Brazil's Quality Coffee or Capabilities?

A few years back I went to Managua in Nicaragua one of the poorest countries on this side of the world torn through a revolution and war 20 years ago during the Reagan administration. Currently anybody can go and you wouldn't think anything like that happened there. It's peaceful and the political stability is good. Once there I noticed two things; poverty, and how agriculture was one of their biggest industries in the rural locations. Many Americans and International investors were going to Nicaragua for one thing "Coffee Beans". Coffee is the second most traded product in the world after petroleum. Nicaragua hosts one of the cleanest and purest tasting coffees in the world and it's due to the numerous volcanoes in the regions and is very similar to Hawaii's world re-known coffee taste. Colombia is considered the richest tasting coffee beans in the world and it's clearly due to the high elevation where they are being produced. The list of high quality beans extends to Ethiopia, Indonesia, India, Jamaica, Kenya, etc. In quality, the perfect bean is based upon the combination of soil quality, climate, and the higher the altitude, the better the quality.

For the first time I drank real coffee from Nicaragua and let me tell you, it gives you a lasting impression. As I headed north into the county I noticed the higher elevations and I started noticing the fields of coffee and the companies. Once, a truck was full of coffee was ready to be shipped to Costa Rica. It seems like Starbucks was only buying from Costa Rica and not Nicaragua. I was told that it was being sent to the U.S. with the label that said “produced in Costa Rica.”

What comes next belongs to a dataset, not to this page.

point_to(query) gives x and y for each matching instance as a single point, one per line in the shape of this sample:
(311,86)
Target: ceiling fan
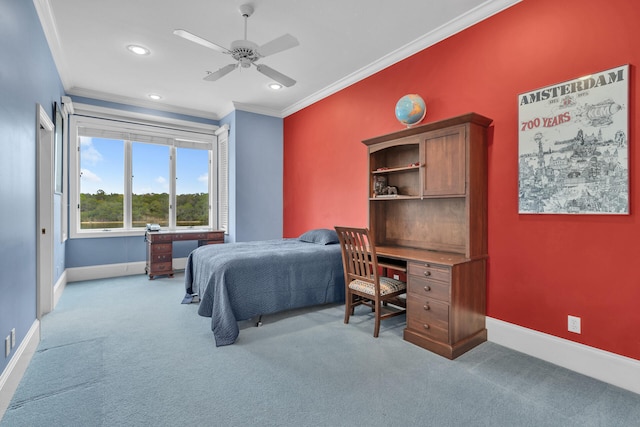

Currently, Brazil grows roughly a third of the world's coffee and exports it through the ports of Santos, while re-known coffee from Colombia only produces 12%. Below is a map of the top coffee country producers in the world.

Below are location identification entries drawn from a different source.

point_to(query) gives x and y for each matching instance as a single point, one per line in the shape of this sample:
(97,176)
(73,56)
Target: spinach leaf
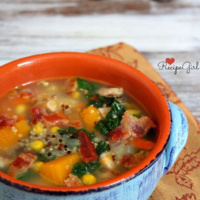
(102,146)
(112,119)
(80,169)
(84,85)
(102,127)
(98,101)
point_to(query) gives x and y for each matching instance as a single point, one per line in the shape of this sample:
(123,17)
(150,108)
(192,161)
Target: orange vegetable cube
(143,144)
(56,171)
(11,135)
(90,116)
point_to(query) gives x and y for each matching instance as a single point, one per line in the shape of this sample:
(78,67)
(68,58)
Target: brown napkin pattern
(182,182)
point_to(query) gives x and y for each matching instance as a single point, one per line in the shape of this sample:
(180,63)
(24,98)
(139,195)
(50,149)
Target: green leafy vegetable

I was surprised to see Brazil at number one but after awhile you notice that it's cheaper and easier to get it from Brazil because of the mass production of coffee, great infrastructure, great branding, the ease of doing business in terms of exporting, and the supply chain to the U.S. was direct. Keep in mind, the top coffee consumers in the western hemisphere are the U.S. and Brazil, so it wasn't a shock to see that Brazil was a top producer of coffee.

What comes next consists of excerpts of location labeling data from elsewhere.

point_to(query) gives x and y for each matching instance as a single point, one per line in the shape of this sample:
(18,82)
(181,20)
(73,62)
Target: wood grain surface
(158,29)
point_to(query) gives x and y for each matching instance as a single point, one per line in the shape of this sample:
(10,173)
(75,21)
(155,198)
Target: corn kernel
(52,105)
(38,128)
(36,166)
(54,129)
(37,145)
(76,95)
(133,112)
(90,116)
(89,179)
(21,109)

Although Colombia and Nicaragua are better in quality and closer to the U.S., their economy is poor and their infrastructure is underdeveloped, which makes transporting to the coffee processing plants a difficult task. In addition, Nicaraguan coffee was not imported into the United States because of the political differences between the U.S. and Nicaraguan governments, but just recently U.S. allowed the importation of coffee from Nicaragua, which is the reason for the large number of international investors who are going to Nicaragua and buying land.

Three things I learned from this trip: the taste of real coffee, the advantage of a country with a sound infrastructure, and how Brazil leverages all its capabilities to brand its coffee as one of the best in the world.